Care of Immunocompromised Patient Flashcards
2 examples of immunoglobulin or compliment deficiency?
CVID, MM
Immunoglobulin / compliment deficiency (e.g., CVID, MM) have what clinical infection pattern?
Sinopulmonary, GI, meningitis infections.
Immunoglobulin / compliment deficiency (e.g., CVID, MM) are infected with what organisms?
Encapsulated ones. S Pneumo, H Flu, N Meningitis). Giardia, campylobacter.
What are 2 examples of granulocyte defects?
Neutopenia. Chronic granulomatous disease.
Granulocyte deficiencies (E.g., neutropenia, chronic granulomatous disease) have what clinical picture?
SSTIs, abscess
Granulocyte deficiencies (E.g., neutropenia, chronic granulomatous disease) are infected with what bacteria?
S Aureus, GNR, Aspergillus
What are three examples of cell-mediated immunity deficits?
HIV, Steroids, Rx
Cell-mediated immunity deficits (e.g., HIV, steroids, Rx) are due to what pathogens?
Viruses, mycobacteria, fungi
Invasive fungal disease commonly have what three immunodeficieny-related host factors?
Neutropenia >10 days, stem cell transplant, steroids
Immunodeficiency + halo sign on CT equals what type of infection?
fungal
Difference between “possible”, “Probable”, and “Proven” invasive fungal disease definitions?
-Possible = host factors + clinical disease
-Probable = host factors + clinical disease + test positive
-Proven = host factors + clinical disease + culture positive.
Name of fungi with septate hyphae, 45* branching?
Aspergillus
Name of fungi wtih non-septate hyphae, 90* branching?
Mucor
Infection timeline in post-transplant patients?
<1 mo = hospital acquired.
1-6 mo = reactivation of latent infextion
6+ mo = community acquired
A patient has cryptococcus meningoencephalitis. What else should you test for?
HIV. AIDS-defining & classic presentation.
Imaging findings of cryptococcus pulmonary disease?
solitary or few nodules, LAD, pleural effusions. +/- cavitation.
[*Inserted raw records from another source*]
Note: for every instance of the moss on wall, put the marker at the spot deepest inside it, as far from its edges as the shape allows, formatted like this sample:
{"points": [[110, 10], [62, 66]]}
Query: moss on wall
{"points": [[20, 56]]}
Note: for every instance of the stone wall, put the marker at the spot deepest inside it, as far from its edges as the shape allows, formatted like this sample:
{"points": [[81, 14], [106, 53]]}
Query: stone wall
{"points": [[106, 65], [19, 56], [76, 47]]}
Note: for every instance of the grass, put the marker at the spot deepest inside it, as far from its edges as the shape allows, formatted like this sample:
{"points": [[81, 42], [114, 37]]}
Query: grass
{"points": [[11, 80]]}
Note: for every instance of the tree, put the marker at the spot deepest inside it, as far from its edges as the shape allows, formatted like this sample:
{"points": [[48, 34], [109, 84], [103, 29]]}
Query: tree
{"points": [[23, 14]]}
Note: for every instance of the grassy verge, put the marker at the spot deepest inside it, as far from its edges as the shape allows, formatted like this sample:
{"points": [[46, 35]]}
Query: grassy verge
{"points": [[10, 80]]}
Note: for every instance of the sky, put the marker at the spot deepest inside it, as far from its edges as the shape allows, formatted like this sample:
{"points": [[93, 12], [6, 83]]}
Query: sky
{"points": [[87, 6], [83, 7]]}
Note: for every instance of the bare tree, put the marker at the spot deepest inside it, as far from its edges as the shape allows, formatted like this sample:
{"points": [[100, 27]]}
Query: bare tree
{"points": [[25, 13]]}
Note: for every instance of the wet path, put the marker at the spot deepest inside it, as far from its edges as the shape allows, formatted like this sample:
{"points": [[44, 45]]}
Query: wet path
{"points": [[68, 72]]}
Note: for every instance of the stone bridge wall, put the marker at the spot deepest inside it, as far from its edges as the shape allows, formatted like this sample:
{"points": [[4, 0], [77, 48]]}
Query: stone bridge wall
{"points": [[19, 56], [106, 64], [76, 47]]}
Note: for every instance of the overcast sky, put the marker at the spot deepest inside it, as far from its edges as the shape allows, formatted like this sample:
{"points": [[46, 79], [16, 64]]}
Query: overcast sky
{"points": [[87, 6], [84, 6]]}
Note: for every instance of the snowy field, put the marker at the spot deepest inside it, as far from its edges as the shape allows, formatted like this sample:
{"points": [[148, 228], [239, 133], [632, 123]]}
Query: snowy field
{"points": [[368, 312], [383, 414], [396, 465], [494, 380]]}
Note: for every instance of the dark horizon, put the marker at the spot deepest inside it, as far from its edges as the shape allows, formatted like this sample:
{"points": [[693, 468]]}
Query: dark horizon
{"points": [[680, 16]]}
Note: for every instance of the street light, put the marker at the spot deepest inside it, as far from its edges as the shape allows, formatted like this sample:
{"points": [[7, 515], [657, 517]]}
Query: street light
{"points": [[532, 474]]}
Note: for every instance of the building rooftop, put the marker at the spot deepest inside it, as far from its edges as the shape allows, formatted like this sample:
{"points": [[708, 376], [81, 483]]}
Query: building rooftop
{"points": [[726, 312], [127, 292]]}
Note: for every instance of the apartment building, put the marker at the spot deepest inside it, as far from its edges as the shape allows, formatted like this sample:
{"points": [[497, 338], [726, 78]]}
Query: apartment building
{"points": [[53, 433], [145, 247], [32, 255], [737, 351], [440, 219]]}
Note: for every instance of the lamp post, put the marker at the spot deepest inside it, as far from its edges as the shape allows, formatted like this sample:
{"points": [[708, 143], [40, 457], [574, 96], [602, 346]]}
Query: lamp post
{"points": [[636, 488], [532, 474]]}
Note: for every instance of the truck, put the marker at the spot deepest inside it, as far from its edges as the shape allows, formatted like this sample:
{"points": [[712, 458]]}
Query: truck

Presentation of cryptococcus cutaneous disease?
papulonodular lesions with umbilicated center resembling molloscum contagiosum.
Treatment of invasive cryptococcus infection?
-Induction: Liposomal amphotericin B + flucytosine x2 weeks.
-Consolidation with high dose fluconazole x8 weeks.
-Maitenance with low-dose fluconazole for 6-12 months.
Infection timeline in post hematopoietic stem cell transplant?
Pre-engraftment is 0-30 days. Post-engraftment is 30-100 days. Late is >100 days.
Broad categories of infection in post-hematopoietic stemm cell transplant by timeline?
Pre-engraftment (0-30 days) are neutropenic bugs. Late infections (>100 days) are due to cell-mediated immunity.
Infection risk with AIDS & CD4 count <200?
Primary TB, PJP, cryptococcus.
Infection risk for AIDS & CD4 count <100?
MAC, Nocardia, Aspergillus, Toxo.
-In addition to <200 (Primary TB, PJP, cryptococcus)
Infection risk for AIDS & CD4 count <50?
CMV, MAC, disseminated endemic fungi.
-In addition to <100 (MAC, Nocardia, Aspergillus, Toxo).
-In addition to <200 (Primary TB, PJP, cryptococcus).
Best test for PJP?
Silver stain, “Crushed ping-pong ball” or “deflated beach ball”.
Difference in presentation of PJP PNA in HIV (+) vs (-) patients?
HIV (-) patients are much more acute (1 week) & worse survival. Worse sensitivity for microscopy because lor organism burden.
Do steroids help PJP?
Only in HIV (+) patients with A-a >35 or PaO2 <70.
Difference between Nocardia & Actinomyces on histology?
-Both are gram positive, beaded, branching, filamentous.
-Nocardia is aerobic & weakly acid-fast. Actinomyces is anaerobic and not acid-fast.
Buzzword: “Owl-eye” inclusion body?
CMV
Treatment of disseminated CMV infection? 1st and 2nd line?
-1st: Ganciclovir. Causes BM suppression.
-2nd: Foscarnet. Causes renal failure.
Toxicity of ganciclovir?
bone marrow suppression.
Toxicity of foscarnet?
renal failure
Toxicity of IFN-alpha blockers?
Granulomatous infections: TB, MAC, Fungi. IRIS can occur when stopping.
Symptoms of PRES?
-Posterior Reversible Encephalopathy Syndrome. Headache, AMS, visual changes, seizures, hypertension.